Князь Андрей освежился немного, выехав из района пыли большой дороги, по которой двигались войска. Но недалеко за Лысыми Горами он въехал опять на дорогу и догнал свой полк на привале, у плотины небольшого пруда. Был второй час после полдня. Солнце, красный шар в пыли, невыносимо пекло и жгло спину сквозь черный сюртук. Пыль, все такая же, неподвижно стояла над говором гудевшими, остановившимися войсками. Ветру не было, В проезд по плотине на князя Андрея пахнуло тиной и свежестью пруда. Ему захотелось в воду – какая бы грязная она ни была. Он оглянулся на пруд, с которого неслись крики и хохот. Небольшой мутный с зеленью пруд, видимо, поднялся четверти на две, заливая плотину, потому что он был полон человеческими, солдатскими, голыми барахтавшимися в нем белыми телами, с кирпично красными руками, лицами и шеями. Все это голое, белое человеческое мясо с хохотом и гиком барахталось в этой грязной луже, как караси, набитые в лейку. Весельем отзывалось это барахтанье, и оттого оно особенно было грустно.
Один молодой белокурый солдат – еще князь Андрей знал его – третьей роты, с ремешком под икрой, крестясь, отступал назад, чтобы хорошенько разбежаться и бултыхнуться в воду; другой, черный, всегда лохматый унтер офицер, по пояс в воде, подергивая мускулистым станом, радостно фыркал, поливая себе голову черными по кисти руками. Слышалось шлепанье друг по другу, и визг, и уханье.
На берегах, на плотине, в пруде, везде было белое, здоровое, мускулистое мясо. Офицер Тимохин, с красным носиком, обтирался на плотине и застыдился, увидав князя, однако решился обратиться к нему:
– То то хорошо, ваше сиятельство, вы бы изволили! – сказал он.
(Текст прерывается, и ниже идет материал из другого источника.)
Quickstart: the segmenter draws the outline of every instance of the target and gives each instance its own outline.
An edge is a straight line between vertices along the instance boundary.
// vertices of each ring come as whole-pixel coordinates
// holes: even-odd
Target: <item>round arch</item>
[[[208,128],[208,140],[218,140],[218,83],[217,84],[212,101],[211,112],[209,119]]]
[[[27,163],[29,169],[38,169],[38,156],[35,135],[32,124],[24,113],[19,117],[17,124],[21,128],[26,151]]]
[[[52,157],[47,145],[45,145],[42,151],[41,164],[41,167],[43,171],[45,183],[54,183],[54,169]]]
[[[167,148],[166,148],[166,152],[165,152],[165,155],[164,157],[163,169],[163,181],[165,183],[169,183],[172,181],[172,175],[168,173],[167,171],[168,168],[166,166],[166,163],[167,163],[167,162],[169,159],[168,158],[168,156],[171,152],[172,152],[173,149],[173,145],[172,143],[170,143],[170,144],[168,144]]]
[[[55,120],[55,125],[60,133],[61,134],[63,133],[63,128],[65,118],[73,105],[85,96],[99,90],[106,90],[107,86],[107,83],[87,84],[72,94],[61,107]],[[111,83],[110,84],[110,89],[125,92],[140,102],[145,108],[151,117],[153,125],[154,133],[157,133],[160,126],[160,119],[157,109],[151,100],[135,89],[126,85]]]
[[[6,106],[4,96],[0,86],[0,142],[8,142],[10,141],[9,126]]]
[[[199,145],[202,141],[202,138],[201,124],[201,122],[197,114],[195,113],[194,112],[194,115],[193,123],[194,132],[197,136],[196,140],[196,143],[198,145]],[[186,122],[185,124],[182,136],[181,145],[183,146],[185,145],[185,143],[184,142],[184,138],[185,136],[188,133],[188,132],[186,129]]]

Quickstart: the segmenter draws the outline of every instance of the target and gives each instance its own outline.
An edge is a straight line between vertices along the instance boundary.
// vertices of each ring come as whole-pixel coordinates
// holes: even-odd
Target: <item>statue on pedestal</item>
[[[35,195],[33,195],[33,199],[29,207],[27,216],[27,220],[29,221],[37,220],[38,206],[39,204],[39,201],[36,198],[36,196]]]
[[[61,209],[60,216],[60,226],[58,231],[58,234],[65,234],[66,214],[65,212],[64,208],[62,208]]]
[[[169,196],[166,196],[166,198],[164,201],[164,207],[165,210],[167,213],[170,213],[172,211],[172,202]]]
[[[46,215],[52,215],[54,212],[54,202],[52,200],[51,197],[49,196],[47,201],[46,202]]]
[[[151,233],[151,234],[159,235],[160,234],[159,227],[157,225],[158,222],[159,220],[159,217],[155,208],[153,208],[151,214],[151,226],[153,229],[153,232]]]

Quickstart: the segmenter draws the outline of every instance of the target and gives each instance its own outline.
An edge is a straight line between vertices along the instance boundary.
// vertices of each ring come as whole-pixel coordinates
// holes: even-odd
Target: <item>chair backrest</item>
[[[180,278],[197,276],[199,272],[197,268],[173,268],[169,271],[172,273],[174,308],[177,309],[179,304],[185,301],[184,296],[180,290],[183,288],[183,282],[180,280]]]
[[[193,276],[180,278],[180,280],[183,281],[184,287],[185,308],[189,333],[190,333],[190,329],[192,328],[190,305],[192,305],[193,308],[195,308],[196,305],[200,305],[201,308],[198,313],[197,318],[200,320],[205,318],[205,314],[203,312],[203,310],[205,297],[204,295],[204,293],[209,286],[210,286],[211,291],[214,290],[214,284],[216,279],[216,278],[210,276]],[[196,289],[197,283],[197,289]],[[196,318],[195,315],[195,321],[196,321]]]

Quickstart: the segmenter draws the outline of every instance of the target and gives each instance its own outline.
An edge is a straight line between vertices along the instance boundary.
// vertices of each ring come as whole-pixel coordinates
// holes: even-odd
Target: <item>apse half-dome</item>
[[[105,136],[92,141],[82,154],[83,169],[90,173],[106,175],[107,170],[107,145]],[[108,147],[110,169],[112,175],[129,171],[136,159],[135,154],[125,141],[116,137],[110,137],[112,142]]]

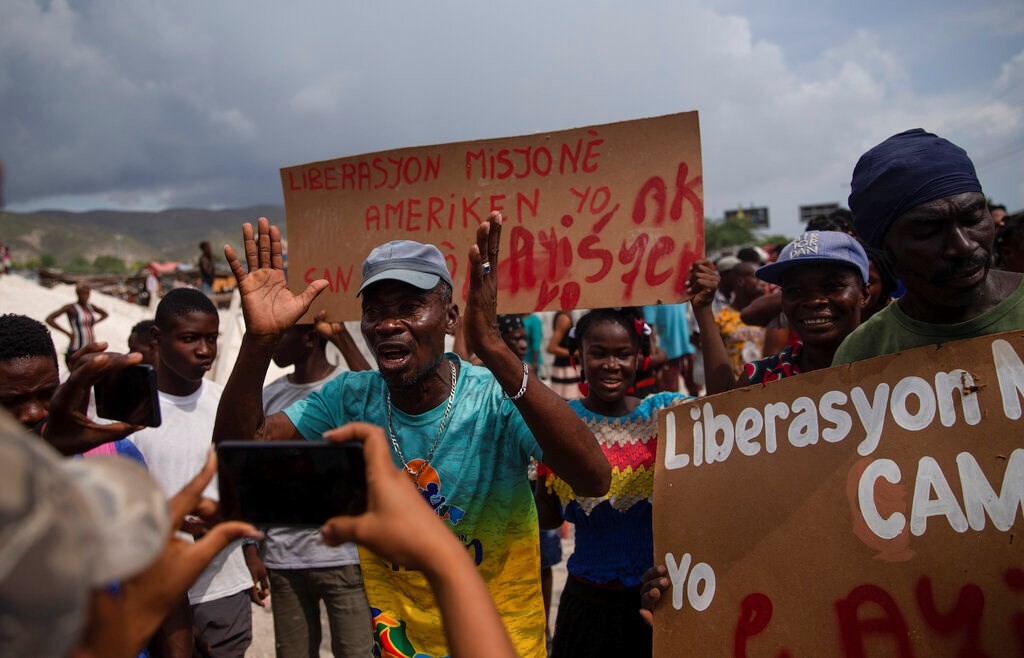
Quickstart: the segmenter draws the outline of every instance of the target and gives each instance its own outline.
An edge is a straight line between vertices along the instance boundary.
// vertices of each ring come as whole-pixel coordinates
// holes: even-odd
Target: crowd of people
[[[1024,328],[1022,220],[989,208],[963,149],[894,135],[860,158],[849,203],[774,254],[696,261],[687,304],[558,312],[546,345],[537,315],[497,313],[498,213],[469,246],[464,309],[436,248],[370,253],[373,362],[343,323],[300,322],[328,282],[290,292],[262,218],[225,248],[246,332],[224,386],[205,377],[220,327],[202,290],[168,292],[115,354],[79,287],[46,320],[72,339],[62,383],[46,326],[3,315],[0,404],[17,423],[0,418],[16,476],[0,481],[0,654],[242,656],[272,593],[279,656],[318,655],[322,604],[335,656],[650,655],[669,586],[651,521],[659,409]],[[206,290],[206,244],[200,269]],[[271,361],[293,370],[264,387]],[[138,363],[162,424],[94,418],[90,387]],[[316,529],[220,522],[211,446],[238,439],[364,442],[368,512]]]

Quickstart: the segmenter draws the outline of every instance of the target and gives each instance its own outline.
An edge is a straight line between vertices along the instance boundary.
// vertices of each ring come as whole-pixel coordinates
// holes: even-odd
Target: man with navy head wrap
[[[857,233],[906,294],[847,337],[834,363],[1024,328],[1021,274],[989,269],[995,226],[963,148],[907,130],[861,156],[850,187]]]

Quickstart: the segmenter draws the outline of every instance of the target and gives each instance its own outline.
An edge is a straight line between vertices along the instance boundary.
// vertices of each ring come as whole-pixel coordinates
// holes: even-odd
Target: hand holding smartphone
[[[367,510],[358,443],[225,441],[217,446],[217,465],[224,519],[318,528]]]
[[[160,427],[157,370],[138,363],[115,370],[96,383],[96,415],[130,425]]]

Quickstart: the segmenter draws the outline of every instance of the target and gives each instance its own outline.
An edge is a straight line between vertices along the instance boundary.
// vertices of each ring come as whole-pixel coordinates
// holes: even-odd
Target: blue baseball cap
[[[778,284],[782,273],[807,263],[835,263],[853,267],[867,281],[867,254],[860,243],[842,231],[807,231],[782,248],[774,263],[759,267],[758,278]]]
[[[444,257],[433,245],[395,239],[374,248],[362,261],[362,284],[356,297],[377,281],[395,280],[430,291],[443,280],[452,286]]]

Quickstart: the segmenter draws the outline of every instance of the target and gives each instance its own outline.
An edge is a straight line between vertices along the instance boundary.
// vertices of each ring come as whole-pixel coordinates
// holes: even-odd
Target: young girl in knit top
[[[551,655],[643,656],[651,630],[640,617],[640,584],[653,564],[650,496],[657,447],[657,411],[685,399],[631,395],[649,348],[649,328],[622,311],[591,311],[577,323],[570,352],[581,364],[582,400],[569,405],[593,431],[611,464],[611,488],[578,496],[541,467],[537,507],[544,527],[575,525]]]

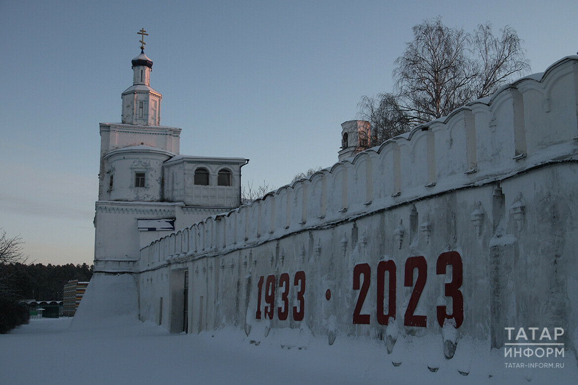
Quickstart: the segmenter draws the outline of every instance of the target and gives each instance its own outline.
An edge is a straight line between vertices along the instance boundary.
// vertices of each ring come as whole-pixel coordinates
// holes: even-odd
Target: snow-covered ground
[[[69,328],[71,319],[31,320],[0,335],[0,383],[512,385],[575,383],[578,378],[570,352],[561,361],[564,368],[506,369],[499,352],[491,358],[475,350],[461,352],[464,343],[452,360],[432,354],[426,363],[403,349],[388,354],[384,344],[375,341],[338,337],[329,346],[327,338],[305,330],[272,330],[255,341],[232,329],[172,335],[138,321],[75,331]],[[420,341],[422,347],[406,344],[408,352],[428,349],[427,341]],[[394,366],[392,359],[401,365]]]

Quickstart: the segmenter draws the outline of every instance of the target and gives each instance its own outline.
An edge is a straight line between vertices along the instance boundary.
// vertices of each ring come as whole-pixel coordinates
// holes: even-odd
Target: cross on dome
[[[146,33],[145,32],[146,32],[146,31],[144,31],[144,28],[140,28],[140,31],[139,31],[139,32],[136,32],[137,35],[140,35],[140,49],[141,50],[144,50],[144,45],[146,44],[146,43],[144,42],[144,36],[149,36],[149,34]]]

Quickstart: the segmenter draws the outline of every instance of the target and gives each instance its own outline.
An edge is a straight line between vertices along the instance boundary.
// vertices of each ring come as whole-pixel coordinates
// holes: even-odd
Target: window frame
[[[135,171],[134,182],[135,188],[146,188],[146,171]]]
[[[221,176],[222,175],[227,175],[228,178],[227,178],[227,184],[221,184]],[[217,173],[217,185],[223,186],[224,187],[231,187],[233,185],[233,173],[227,168],[221,169]]]
[[[205,174],[206,174],[206,183],[198,183],[197,176],[200,178],[201,175]],[[209,170],[203,167],[199,167],[195,169],[195,174],[192,177],[192,183],[195,186],[208,186],[210,184],[210,173],[209,172]]]

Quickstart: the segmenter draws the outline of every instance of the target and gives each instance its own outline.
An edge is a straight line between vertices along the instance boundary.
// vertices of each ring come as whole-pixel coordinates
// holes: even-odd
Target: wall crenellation
[[[578,57],[565,58],[491,98],[157,240],[142,249],[140,269],[169,257],[216,255],[351,220],[575,154],[577,63]],[[420,223],[424,234],[431,231],[427,222]]]

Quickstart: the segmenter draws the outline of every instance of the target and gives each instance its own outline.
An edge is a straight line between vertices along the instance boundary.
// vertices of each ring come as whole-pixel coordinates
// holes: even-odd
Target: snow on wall
[[[449,319],[488,347],[539,327],[575,349],[578,56],[540,75],[153,242],[141,319],[394,343]]]
[[[130,324],[138,317],[138,291],[132,274],[95,273],[87,287],[71,330]]]

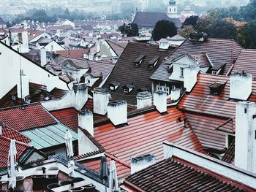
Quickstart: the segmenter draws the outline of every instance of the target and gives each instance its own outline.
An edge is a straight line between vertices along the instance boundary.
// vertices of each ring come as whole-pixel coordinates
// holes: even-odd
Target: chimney
[[[42,48],[40,50],[40,57],[41,57],[41,66],[44,66],[47,64],[47,59],[46,59],[46,50],[44,48]]]
[[[132,157],[131,159],[131,174],[134,174],[157,162],[156,157],[152,155],[145,155],[138,157]]]
[[[53,88],[57,88],[59,81],[59,79],[58,76],[48,77],[45,83],[47,91],[50,92]]]
[[[94,115],[91,111],[80,110],[78,112],[78,126],[86,129],[94,137]]]
[[[127,123],[127,101],[110,101],[108,105],[108,118],[115,126],[120,126]]]
[[[152,104],[152,95],[148,91],[139,92],[137,94],[137,109],[144,108]]]
[[[184,68],[184,87],[187,92],[190,92],[197,83],[199,69],[195,66]]]
[[[110,94],[106,88],[95,88],[94,92],[94,113],[105,115],[108,112]]]
[[[73,106],[80,110],[88,100],[88,88],[86,83],[75,83],[73,85]]]
[[[0,135],[3,134],[3,123],[0,120]]]
[[[167,93],[162,91],[154,93],[154,104],[162,115],[167,112]]]
[[[252,93],[252,77],[250,74],[235,72],[230,74],[230,98],[247,100]]]
[[[256,104],[239,101],[236,111],[235,166],[256,173]]]
[[[170,91],[170,99],[173,101],[176,101],[180,98],[181,96],[181,89],[175,88],[172,89]]]
[[[29,77],[23,74],[23,70],[21,70],[20,73],[21,77],[20,75],[19,81],[17,84],[18,98],[24,99],[26,96],[29,95]]]

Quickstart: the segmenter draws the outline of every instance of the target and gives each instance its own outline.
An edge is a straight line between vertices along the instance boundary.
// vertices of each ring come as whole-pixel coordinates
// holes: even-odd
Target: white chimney
[[[47,91],[50,92],[53,88],[57,88],[59,83],[58,76],[49,77],[46,79],[46,89]]]
[[[176,101],[180,98],[181,96],[181,89],[180,88],[175,88],[172,89],[170,91],[170,99],[172,100]]]
[[[167,93],[162,91],[156,91],[154,93],[154,104],[157,110],[161,114],[167,112]]]
[[[110,94],[106,88],[95,88],[94,89],[94,113],[105,115],[108,112],[108,104]]]
[[[47,64],[47,59],[46,59],[46,50],[44,48],[42,48],[40,50],[40,58],[41,58],[41,66],[44,66]]]
[[[0,120],[0,135],[3,134],[3,123]]]
[[[256,173],[256,104],[236,104],[235,166]]]
[[[252,93],[252,77],[250,74],[235,72],[230,74],[230,98],[247,100]]]
[[[187,92],[190,92],[197,83],[197,77],[199,69],[196,66],[184,68],[184,87]]]
[[[127,101],[110,101],[108,105],[108,118],[115,126],[127,123]]]
[[[94,137],[94,115],[89,110],[80,110],[78,112],[78,126],[86,129]]]
[[[20,82],[21,80],[21,82]],[[19,81],[17,84],[18,97],[25,99],[29,95],[29,77],[26,76],[23,71],[21,71],[21,77],[19,77]]]
[[[88,100],[88,88],[86,83],[75,83],[73,85],[73,106],[77,110],[80,110]]]
[[[23,31],[21,34],[22,37],[22,44],[23,45],[29,45],[29,34],[28,31]]]
[[[138,157],[132,157],[131,159],[131,174],[134,174],[148,166],[157,163],[154,155],[145,155]]]
[[[139,92],[137,94],[137,109],[144,108],[152,104],[152,95],[148,91]]]

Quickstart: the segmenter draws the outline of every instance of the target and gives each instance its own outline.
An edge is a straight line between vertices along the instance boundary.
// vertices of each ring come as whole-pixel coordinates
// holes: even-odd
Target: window
[[[180,74],[180,76],[181,77],[184,77],[184,67],[181,67],[181,74]]]

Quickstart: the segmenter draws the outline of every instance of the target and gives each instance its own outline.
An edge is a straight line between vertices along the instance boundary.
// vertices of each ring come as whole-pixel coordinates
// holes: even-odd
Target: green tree
[[[192,25],[188,25],[188,26],[184,26],[181,29],[181,31],[178,32],[178,34],[182,36],[183,37],[187,38],[187,37],[189,37],[190,34],[192,32],[195,32],[195,28]]]
[[[177,28],[173,22],[166,20],[159,20],[152,31],[152,37],[154,41],[159,41],[161,38],[173,37],[177,34]]]
[[[235,25],[225,20],[217,20],[208,30],[209,37],[213,38],[236,39],[236,37]]]
[[[210,15],[204,15],[200,18],[197,21],[197,25],[195,29],[198,32],[206,32],[209,31],[209,26],[214,23],[214,19]]]
[[[184,27],[186,26],[192,26],[193,27],[195,27],[197,26],[197,21],[199,18],[199,16],[197,15],[192,15],[189,18],[186,18],[185,21],[182,23],[182,27]]]

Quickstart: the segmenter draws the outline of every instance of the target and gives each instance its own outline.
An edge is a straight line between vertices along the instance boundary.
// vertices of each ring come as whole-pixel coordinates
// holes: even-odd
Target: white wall
[[[48,77],[54,76],[2,43],[0,43],[0,99],[18,83],[20,64],[29,82],[45,85]],[[68,89],[66,82],[61,80],[58,88]]]

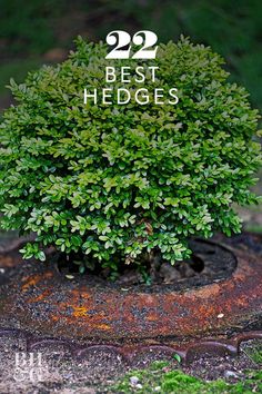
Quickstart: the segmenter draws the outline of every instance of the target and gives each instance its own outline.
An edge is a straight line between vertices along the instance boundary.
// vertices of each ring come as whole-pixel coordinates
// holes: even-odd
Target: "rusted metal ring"
[[[42,335],[120,344],[261,329],[262,258],[252,249],[232,253],[238,266],[230,278],[184,292],[89,287],[64,279],[51,265],[22,264],[1,286],[1,325],[18,327],[19,322],[20,328]]]

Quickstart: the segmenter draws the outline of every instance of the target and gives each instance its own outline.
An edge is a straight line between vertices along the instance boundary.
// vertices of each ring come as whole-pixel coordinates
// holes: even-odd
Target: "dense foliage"
[[[44,259],[56,245],[105,266],[155,250],[174,263],[190,255],[190,236],[239,232],[232,203],[256,200],[249,187],[261,164],[246,91],[228,82],[220,56],[182,39],[153,60],[154,85],[177,87],[177,106],[84,105],[85,87],[104,87],[107,51],[79,39],[63,63],[11,81],[18,104],[0,126],[1,227],[37,233],[26,258]]]

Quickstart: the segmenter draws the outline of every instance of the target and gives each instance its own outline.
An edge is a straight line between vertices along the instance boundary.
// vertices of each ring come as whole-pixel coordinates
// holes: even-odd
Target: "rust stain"
[[[85,317],[88,313],[88,308],[84,306],[73,306],[73,317]]]

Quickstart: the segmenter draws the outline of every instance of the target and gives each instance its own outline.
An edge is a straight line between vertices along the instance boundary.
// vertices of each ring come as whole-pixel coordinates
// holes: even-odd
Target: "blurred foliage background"
[[[261,110],[261,0],[1,0],[0,110],[11,102],[10,77],[22,81],[41,63],[63,60],[78,35],[98,41],[115,29],[153,30],[163,42],[184,35],[211,46],[225,58],[231,80],[245,86]],[[254,213],[251,221],[262,229],[262,207]],[[249,220],[252,208],[242,215]]]

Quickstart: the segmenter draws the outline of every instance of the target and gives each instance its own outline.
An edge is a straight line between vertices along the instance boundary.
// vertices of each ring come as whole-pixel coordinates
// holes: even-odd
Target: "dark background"
[[[78,35],[104,41],[120,29],[153,30],[163,42],[184,35],[211,46],[261,110],[262,0],[0,0],[0,110],[10,105],[10,77],[22,81],[42,63],[62,61]],[[262,181],[255,190],[261,194]],[[262,230],[262,206],[241,215]]]

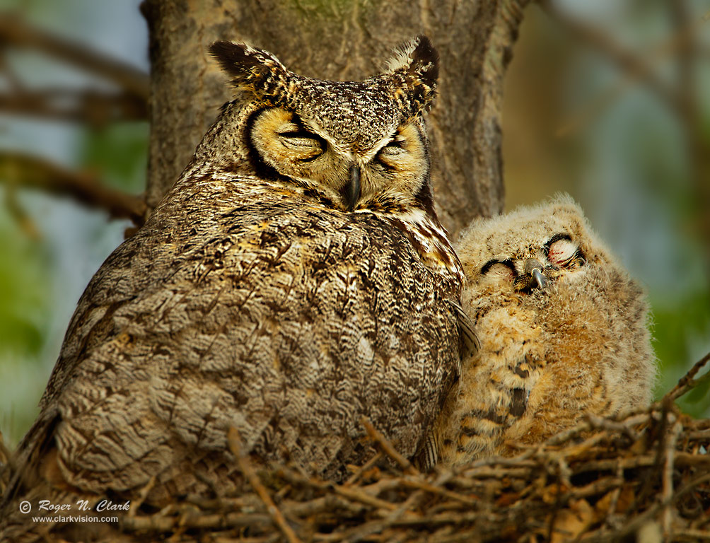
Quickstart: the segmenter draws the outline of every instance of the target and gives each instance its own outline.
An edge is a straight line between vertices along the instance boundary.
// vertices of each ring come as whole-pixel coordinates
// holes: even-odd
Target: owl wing
[[[231,426],[258,457],[326,476],[368,454],[361,415],[414,454],[458,363],[437,302],[455,285],[368,214],[209,197],[156,211],[92,280],[43,400],[53,441],[34,447],[51,442],[72,487],[158,474],[164,495],[194,489],[197,462],[229,478]]]

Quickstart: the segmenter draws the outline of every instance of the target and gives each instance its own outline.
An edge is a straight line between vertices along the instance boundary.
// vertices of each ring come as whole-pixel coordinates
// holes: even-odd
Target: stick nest
[[[455,470],[418,472],[364,420],[379,452],[334,484],[288,467],[255,469],[232,429],[248,492],[187,496],[152,515],[133,503],[111,540],[710,541],[710,419],[692,419],[674,403],[709,359],[648,410],[587,415],[518,456]]]

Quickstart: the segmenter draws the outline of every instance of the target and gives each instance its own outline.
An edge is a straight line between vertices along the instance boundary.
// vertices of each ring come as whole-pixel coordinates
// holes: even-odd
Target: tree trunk
[[[207,55],[215,40],[246,41],[312,77],[360,79],[400,41],[424,33],[441,57],[428,117],[435,197],[455,237],[503,208],[503,76],[528,0],[145,0],[151,62],[147,200],[180,175],[230,90]]]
– Грязно, – сказал князь Андрей, поморщившись.
– Мы сейчас очистим вам. – И Тимохин, еще не одетый, побежал очищать.
– Князь хочет.
– Какой? Наш князь? – заговорили голоса, и все заторопились так, что насилу князь Андрей успел их успокоить. Он придумал лучше облиться в сарае.
«Мясо, тело, chair a canon [пушечное мясо]! – думал он, глядя и на свое голое тело, и вздрагивая не столько от холода, сколько от самому ему непонятного отвращения и ужаса при виде этого огромного количества тел, полоскавшихся в грязном пруде.
7 го августа князь Багратион в своей стоянке Михайловке на Смоленской дороге писал следующее:
«Милостивый государь граф Алексей Андреевич.
(Он писал Аракчееву, но знал, что письмо его будет прочтено государем, и потому, насколько он был к тому способен, обдумывал каждое свое слово.)
Я думаю, что министр уже рапортовал об оставлении неприятелю Смоленска. Больно, грустно, и вся армия в отчаянии, что самое важное место понапрасну бросили. Я, с моей стороны, просил лично его убедительнейшим образом, наконец и писал; но ничто его не согласило. Я клянусь вам моею честью, что Наполеон был в таком мешке, как никогда, и он бы мог потерять половину армии, но не взять Смоленска. Войска наши так дрались и так дерутся, как никогда. Я удержал с 15 тысячами более 35 ти часов и бил их; но он не хотел остаться и 14 ти часов. Это стыдно, и пятно армии нашей; а ему самому, мне кажется, и жить на свете не должно. Ежели он доносит, что потеря велика, – неправда; может быть, около 4 тысяч, не более, но и того нет. Хотя бы и десять, как быть, война! Но зато неприятель потерял бездну…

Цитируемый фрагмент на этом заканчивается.